More-than-Human Dérive proposes that, through drifting, we might augment sensing and knowing what surrounds us to include more-than-human stories, ‘voices’, and perspectives by exploring new ways of mapping with expanded, multisensory ideas of data. The first Dérive took place in May 2021 at the Melbourne Knowledge Week and invited driftings through the Melbourne Urban forest. The second Dérive happened at the online Uroboros 2021 festival, as part of the CreaTures Feral Creative Practices program track.
In the Czech Republic, we have walked with a patch of forest in Central Bohemia, in the protected landscape area Křivoklátsko – a unique ecosystem with a mosaic of species-rich habitats. Sixty-two percent of the total 628 km2 area consists of broad-leaved and mixed coniferous forests and contains a high species diversity (about 1800 vascular plant species alone and 84 native species of trees, shrubs, and other creatures).

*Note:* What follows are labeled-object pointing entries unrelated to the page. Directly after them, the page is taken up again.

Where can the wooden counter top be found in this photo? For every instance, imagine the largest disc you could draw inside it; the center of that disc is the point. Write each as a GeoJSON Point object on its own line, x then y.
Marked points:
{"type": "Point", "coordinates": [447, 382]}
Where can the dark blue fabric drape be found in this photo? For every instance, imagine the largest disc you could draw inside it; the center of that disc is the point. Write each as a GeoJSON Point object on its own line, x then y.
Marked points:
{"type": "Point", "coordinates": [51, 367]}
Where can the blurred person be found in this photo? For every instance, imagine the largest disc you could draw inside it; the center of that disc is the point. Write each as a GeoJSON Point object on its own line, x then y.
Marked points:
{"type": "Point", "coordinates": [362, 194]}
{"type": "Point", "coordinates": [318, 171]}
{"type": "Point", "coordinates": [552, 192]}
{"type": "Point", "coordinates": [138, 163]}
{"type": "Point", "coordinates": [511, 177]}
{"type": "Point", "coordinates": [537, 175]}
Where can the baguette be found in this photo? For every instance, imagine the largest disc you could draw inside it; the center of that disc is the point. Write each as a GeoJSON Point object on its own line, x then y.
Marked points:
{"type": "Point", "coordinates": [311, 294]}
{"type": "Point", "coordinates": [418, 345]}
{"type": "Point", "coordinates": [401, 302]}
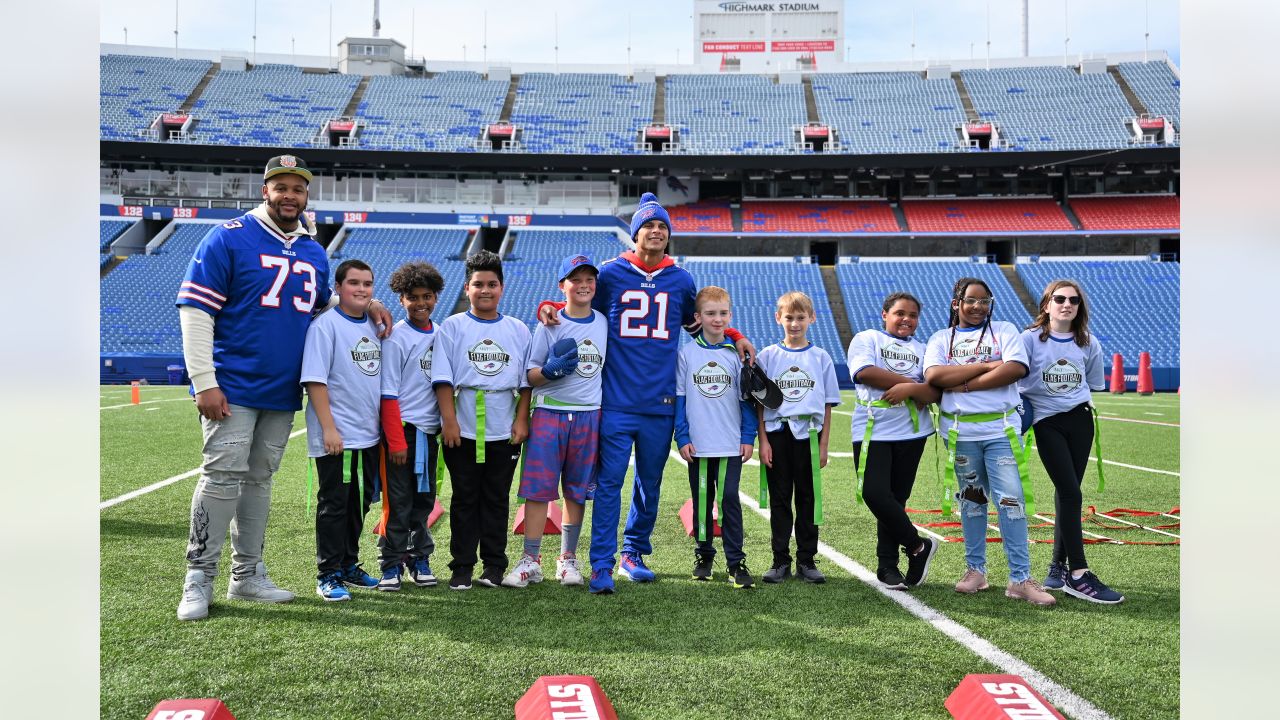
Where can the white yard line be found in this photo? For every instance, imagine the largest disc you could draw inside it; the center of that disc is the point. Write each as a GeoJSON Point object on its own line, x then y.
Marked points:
{"type": "Point", "coordinates": [144, 402]}
{"type": "Point", "coordinates": [1064, 698]}
{"type": "Point", "coordinates": [165, 482]}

The Bohemian walks are guided by Chewie the dog – a creature with extensive sensorial knowledge of the local forest landscape. We follow Chewie as a forest expert, trusting his instincts and sense of direction, drifting through forest places and spaces that we might never discover otherwise.
To document our drifts, we experiment with the OsmAnd map tracker, getting gpx outputs with details of each drift’s distance, altitude range, time span, and average speed. More importantly, however, we sniff, listen, touch, and observe the local surroundings carefully. This more-than-human approach to forest-walking has revealed some local elements that would otherwise stay hidden to us. Like the small swamp back there in the deep forest where various creatures come to hang out, bathe and drink, or the comfort of the soft moss bed that spreads all over the forest floor.
In Colombia, the Open Forest walks take place in Bëngbe Uáman Tabanoc, on the eastern edge of the southern Colombian Andes. Tabanoc is the ancestral territory of the Kamëntŝa people, what is known today as the Sibundoy Valley. The valley is surrounded on all sides by steep mountains, and usually covered by clouds and abundant rains, its waters are funneled into the valley, forming the headwaters of the Putumayo River, a major Amazonian tributary. There is an incredible plant diversity in the valley, partly explained by its unique geographic context.
Open Forest walks in Tabanoc are guided by Kamëntŝa women, who are known for weaving colorful patterned sachets called tšombiachs. The belts document – in intricate and complex ways – stories and environmental knowledge of the territory and their relationship with their forest gardens past and present.
In November 2021 – February 2022, some insights from the unfolding Open Forest experiment in the above-mentioned forests are showcased at the Data Vitality exhibition organised by Aalto University (FI). In the meantime, we are working on the interactive Open Forest Catalogue compiling all the forest-stories, observations, and insights collected throughout the project.